Still, it’s a bit early to break out the champagne.
“When we started this millennium we had about 900,000 jobs,” Denzler said. “We have about 600,000 now. We think there will be a growing trend. I’m not sure we will get back to where we were 15 years ago due to increases in productivity and automation.”
Manufacturers decide where to locate based on a number of factors. Those include a skilled labor force, the cost of labor, transportation access and cost, friendliness of the host community, proximity to suppliers or market and tax subsidies.
John Schneider, economic development director for the village of Franklin Park, works to attract and retain manufacturing and other types of business.
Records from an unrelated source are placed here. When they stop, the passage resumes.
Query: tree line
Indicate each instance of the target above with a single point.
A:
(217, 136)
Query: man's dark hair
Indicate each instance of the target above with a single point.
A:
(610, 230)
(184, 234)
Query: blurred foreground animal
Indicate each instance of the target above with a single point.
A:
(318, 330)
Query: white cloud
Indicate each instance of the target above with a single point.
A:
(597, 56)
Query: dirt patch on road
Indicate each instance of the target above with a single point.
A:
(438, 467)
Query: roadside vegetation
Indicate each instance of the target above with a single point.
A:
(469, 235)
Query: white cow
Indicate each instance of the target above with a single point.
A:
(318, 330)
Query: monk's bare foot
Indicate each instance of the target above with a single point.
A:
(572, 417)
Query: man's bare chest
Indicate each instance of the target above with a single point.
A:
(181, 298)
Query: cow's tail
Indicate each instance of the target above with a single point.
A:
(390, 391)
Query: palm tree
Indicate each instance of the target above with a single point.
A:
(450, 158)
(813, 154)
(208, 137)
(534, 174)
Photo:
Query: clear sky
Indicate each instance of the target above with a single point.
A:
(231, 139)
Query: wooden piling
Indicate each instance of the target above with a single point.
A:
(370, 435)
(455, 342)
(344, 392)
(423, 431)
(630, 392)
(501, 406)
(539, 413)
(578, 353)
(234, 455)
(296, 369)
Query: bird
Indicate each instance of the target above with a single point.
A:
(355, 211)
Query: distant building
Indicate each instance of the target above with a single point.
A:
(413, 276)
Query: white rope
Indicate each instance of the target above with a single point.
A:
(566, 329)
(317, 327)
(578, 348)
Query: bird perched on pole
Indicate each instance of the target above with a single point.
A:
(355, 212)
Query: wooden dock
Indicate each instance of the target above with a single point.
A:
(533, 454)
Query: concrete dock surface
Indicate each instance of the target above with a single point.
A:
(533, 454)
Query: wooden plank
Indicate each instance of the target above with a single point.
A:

He talks to industrial brokers, makes cold calls, mails out lists of available properties, talks to the Alliance of Illinois Manufacturers and similar groups and goes on “retention visits” to businesses most Fridays.
“I’ve become a kind of cheerleader for this,” Schneider said.
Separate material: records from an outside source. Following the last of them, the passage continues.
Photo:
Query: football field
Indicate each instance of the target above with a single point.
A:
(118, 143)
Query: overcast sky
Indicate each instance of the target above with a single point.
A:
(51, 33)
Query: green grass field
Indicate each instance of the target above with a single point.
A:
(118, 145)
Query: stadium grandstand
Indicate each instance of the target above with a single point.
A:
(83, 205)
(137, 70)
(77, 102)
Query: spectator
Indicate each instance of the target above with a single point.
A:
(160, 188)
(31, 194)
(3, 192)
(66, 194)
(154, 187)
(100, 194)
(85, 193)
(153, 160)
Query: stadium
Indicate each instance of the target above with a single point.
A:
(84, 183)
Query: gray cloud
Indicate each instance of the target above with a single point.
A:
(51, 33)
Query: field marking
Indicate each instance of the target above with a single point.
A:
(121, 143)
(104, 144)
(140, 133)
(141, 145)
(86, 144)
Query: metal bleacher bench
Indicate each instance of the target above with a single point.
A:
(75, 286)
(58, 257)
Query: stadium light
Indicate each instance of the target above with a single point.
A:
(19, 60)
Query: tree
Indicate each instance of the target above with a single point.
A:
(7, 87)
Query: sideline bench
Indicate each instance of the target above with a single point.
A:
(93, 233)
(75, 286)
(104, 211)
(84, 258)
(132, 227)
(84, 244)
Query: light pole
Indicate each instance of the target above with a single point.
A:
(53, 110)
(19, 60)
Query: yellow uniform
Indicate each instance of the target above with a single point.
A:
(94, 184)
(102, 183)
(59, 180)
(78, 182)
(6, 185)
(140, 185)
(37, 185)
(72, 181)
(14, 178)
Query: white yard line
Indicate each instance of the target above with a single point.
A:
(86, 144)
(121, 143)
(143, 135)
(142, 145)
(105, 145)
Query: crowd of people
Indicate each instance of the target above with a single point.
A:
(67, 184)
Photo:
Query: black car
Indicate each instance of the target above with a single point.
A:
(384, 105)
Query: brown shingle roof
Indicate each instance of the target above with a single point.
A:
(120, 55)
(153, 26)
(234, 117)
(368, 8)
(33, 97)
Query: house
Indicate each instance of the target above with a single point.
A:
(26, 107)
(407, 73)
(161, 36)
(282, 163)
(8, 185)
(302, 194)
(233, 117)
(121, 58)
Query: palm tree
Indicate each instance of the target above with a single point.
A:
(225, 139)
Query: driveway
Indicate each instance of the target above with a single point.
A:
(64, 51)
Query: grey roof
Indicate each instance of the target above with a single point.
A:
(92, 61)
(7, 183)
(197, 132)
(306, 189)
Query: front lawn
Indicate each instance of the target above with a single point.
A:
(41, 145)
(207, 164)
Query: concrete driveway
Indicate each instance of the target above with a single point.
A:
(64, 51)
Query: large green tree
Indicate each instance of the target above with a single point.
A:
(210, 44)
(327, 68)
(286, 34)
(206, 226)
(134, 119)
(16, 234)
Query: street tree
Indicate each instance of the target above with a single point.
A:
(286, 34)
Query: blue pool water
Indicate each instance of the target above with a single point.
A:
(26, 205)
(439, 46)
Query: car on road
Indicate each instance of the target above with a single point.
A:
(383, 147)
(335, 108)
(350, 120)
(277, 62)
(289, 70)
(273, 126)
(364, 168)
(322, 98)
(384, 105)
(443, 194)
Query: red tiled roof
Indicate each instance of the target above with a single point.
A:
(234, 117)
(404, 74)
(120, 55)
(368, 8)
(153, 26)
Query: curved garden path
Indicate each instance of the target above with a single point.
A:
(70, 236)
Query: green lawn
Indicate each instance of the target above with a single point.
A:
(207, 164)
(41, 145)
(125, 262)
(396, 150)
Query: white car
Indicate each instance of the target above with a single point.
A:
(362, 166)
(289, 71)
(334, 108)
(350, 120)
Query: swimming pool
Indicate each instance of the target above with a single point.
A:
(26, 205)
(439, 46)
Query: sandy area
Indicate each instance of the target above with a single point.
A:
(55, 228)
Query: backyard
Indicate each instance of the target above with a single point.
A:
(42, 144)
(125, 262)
Franklin Park, said Schneider, can offer appropriately priced sites, proximity to Chicago, various modes of transportation (O’Hare, rail, expressway), quick turnaround on permitting, assistance in researching subsidy programs and access to quality employees.
Manufacturers, including in Franklin Park, claim difficulty in finding employees with needed skills. Bruno said there is “some validity” to that claim.
Denzler said workforce training is a huge issue.
“There are 300,000 (manufacturing employees) expected to retire in the next 10 to 15 years,” Denzler said. “Not only do we have to replace those but also add new hires.